# Does annyone have a horse training logbook?



## Almond Joy (Dec 4, 2011)

I've never seen one, but it seems like a very good idea! I would include the date, length of ride, the weather, and what you did/how your horse was. With a calender-type one, you can also plan dates to train and days not to.


----------



## Horses4Healing (Feb 3, 2012)

Almond Joy said:


> I've never seen one, but it seems like a very good idea! I would include the date, length of ride, the weather, and what you did/how your horse was. With a calender-type one, you can also plan dates to train and days not to.


I was thinking very similar. I'd change length of ride to length of workout since some horses cannot be ridden or some people (like myself) are unable to ride at times. I do like your idea for the weather since most horses have more silly and hyper energy on colder or windy days. So good idea there! 

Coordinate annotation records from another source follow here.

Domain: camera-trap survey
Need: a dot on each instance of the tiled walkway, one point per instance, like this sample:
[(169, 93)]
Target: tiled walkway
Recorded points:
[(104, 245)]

So here's what I've decided, and yes I think I will make my own.

Date
Length of Workout
Weather and Other Factors
Comments and Notes

Anyone else have anything to add?


----------



## EmilyJoy (Dec 30, 2011)

Horses4Healing said:


> I was thinking very similar. I'd change length of ride to length of workout since some horses cannot be ridden or some people (like myself) are unable to ride at times. I do like your idea for the weather since most horses have more silly and hyper energy on colder or windy days. So good idea there!
> 
> So here's what I've decided, and yes I think I will make my own.
> 
> ...


I love the idea! If you get it made you should make sure to post it!


----------



## enh817 (Jun 1, 2012)

I've always kept a notebook of all my riding and training sessions as well as just general info I pick up that I feel might be useful later.
I have a poor memory, so it really helps.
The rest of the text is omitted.